Credit crunch, Act 2
Washington Mutual is reeling from a one-two punch of bad loans and a probe into past appraisals. But it may not be alone.
NEW YORK (Fortune) -- What the heck's happening to our financial system?
That will be a question many people will be asking after Washington Mutual shares plunged 17 percent in a single day. This after all is an industry-leading bank with over $320 billion in assets.
Seattle-based WaMu was whacked by two pieces of bad news on Wednesday.
First, the bank said its bad loans could remain a problem into 2008.
Second, as part of a wider probe of the mortgage industry, the New York Attorney General Andrew Cuomo demanded that Fannie Mae (Charts) and Freddie Mac (Charts, Fortune 500) examine whether mortgages sold to them by Washington Mutual were for homes that had been appraised at an artificially high price.
The fear is that Fannie and Freddie might cut back on purchases and guarantees of loans from WaMu (Charts, Fortune 500). That would be a crippling blow for the bank, because the market for loans that Fannie and Freddie buy is the only part of the mortgage market that has substantial volume.
Washington Mutual's situation is particularly worrisome, but its issues highlight the sort of bad news that could start to come from other banks.
One: Bad loan problems are spreading out of subprime mortgages and into other types of loans.
Two: If Cuomo's allegations are true, WaMu could be holding mortgages on properties that are worth a lot less than its balance sheet says. And investors are fleeing plenty other bank stocks because they don't trust banks' balance sheets.
If those are the two main issues, credit crunch fears won't ease until there is good evidence that bad loans have peaked for all types of credit - from credit card loans to non-junk mortgages to commercial real estate loans. Banks are only beginning to talk about problems in these nonsubprime areas, so it could be several quarters before it's clear how affected they will be.
Investors need to begin to feel that banks have revealed all the losses on their balance sheets. Citigroup (Charts, Fortune 500) has stated that it could report mortgage-related losses of up to $11 billion in the fourth quarter, and Merrill Lynch is expected to report more writedowns, following its $8 billion in the third quarter.
Auditors are breathing down managements' necks, with the backing of regulators, so a bank would have to be very foolish not to take an accurate count of losses in this quarter.
However, it's not quite as simple as gradually working some bad assets out of the financial system. The process of dealing with current losses could be complicated by internal turmoil at the banks and, worst of all, a real slowdown in the economy.
The CEOs of Merrill and Citi have departed their posts, leaving leadership vacuums and more opportunity for infighting at those two banks.
The other common feature of post-boom crack-up is scandals that stem from fraud committed during the go-go period. If true, Cuomo's claims about artificially high real estate appraisals at WaMu would lead to high-level resignations at the bank, for example.

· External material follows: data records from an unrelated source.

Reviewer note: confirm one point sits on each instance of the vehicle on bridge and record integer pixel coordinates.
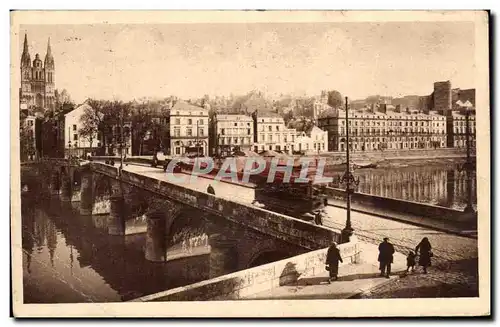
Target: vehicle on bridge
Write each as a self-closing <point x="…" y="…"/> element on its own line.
<point x="293" y="197"/>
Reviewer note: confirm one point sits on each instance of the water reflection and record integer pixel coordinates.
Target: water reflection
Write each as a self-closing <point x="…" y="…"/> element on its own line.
<point x="71" y="258"/>
<point x="437" y="185"/>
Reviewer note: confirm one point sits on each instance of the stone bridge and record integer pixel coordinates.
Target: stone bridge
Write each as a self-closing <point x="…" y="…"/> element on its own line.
<point x="178" y="219"/>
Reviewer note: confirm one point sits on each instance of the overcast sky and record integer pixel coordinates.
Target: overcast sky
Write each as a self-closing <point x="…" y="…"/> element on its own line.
<point x="190" y="60"/>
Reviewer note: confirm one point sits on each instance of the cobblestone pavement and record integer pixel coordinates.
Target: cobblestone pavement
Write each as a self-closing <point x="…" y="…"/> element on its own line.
<point x="454" y="265"/>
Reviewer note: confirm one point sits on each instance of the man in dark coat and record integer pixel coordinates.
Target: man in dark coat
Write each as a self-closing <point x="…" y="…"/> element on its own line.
<point x="332" y="261"/>
<point x="385" y="257"/>
<point x="210" y="190"/>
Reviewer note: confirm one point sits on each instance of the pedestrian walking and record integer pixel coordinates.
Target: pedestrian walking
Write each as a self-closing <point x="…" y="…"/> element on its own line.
<point x="385" y="257"/>
<point x="410" y="261"/>
<point x="332" y="261"/>
<point x="210" y="190"/>
<point x="424" y="249"/>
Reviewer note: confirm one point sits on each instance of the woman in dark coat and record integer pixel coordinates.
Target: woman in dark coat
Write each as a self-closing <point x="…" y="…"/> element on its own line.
<point x="332" y="261"/>
<point x="425" y="253"/>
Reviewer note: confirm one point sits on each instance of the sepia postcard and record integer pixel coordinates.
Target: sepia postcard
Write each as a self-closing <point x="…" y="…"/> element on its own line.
<point x="250" y="164"/>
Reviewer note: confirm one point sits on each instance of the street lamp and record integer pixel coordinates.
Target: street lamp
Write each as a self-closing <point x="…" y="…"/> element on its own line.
<point x="349" y="180"/>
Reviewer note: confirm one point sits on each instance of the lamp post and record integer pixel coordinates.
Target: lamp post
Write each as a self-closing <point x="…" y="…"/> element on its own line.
<point x="349" y="180"/>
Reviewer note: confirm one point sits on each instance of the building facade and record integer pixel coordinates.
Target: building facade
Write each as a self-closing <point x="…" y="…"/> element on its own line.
<point x="271" y="133"/>
<point x="189" y="130"/>
<point x="233" y="132"/>
<point x="442" y="96"/>
<point x="77" y="144"/>
<point x="37" y="79"/>
<point x="385" y="130"/>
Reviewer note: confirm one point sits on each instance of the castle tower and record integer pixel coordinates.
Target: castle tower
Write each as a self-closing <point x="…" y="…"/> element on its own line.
<point x="37" y="79"/>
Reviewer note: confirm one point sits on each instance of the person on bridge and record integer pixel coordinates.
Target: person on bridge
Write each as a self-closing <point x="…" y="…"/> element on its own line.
<point x="385" y="257"/>
<point x="210" y="190"/>
<point x="332" y="261"/>
<point x="425" y="253"/>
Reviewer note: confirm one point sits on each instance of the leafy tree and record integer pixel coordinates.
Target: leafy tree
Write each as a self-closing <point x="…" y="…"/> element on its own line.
<point x="335" y="99"/>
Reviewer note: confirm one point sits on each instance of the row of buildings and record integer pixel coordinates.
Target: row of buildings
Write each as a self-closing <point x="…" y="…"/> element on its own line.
<point x="434" y="121"/>
<point x="191" y="131"/>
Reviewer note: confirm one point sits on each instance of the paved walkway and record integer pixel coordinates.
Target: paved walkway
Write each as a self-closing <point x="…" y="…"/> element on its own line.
<point x="437" y="224"/>
<point x="354" y="280"/>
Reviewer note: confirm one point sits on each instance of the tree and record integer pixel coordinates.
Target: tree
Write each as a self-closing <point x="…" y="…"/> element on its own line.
<point x="335" y="99"/>
<point x="26" y="139"/>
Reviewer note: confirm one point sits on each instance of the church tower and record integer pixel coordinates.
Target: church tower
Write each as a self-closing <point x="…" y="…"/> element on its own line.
<point x="37" y="80"/>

And if the Securities and Exchange Commission probe of Merrill's mortgage portfolio comes up with any real dirt, there could be more turmoil and departures there.
The most sobering thought about the credit crunch so far is that it's happened without anything approaching a recession. Difficulties in the financial system could slow the economy and that in turn that would create new losses at the banks.
If it wanted to, the Federal Reserve could just cut interest rates and cheaper borrowing costs would help the banks and spark economic activity. But with the threat of inflation and the weak dollar, the Fed doesn't have much room to maneuver.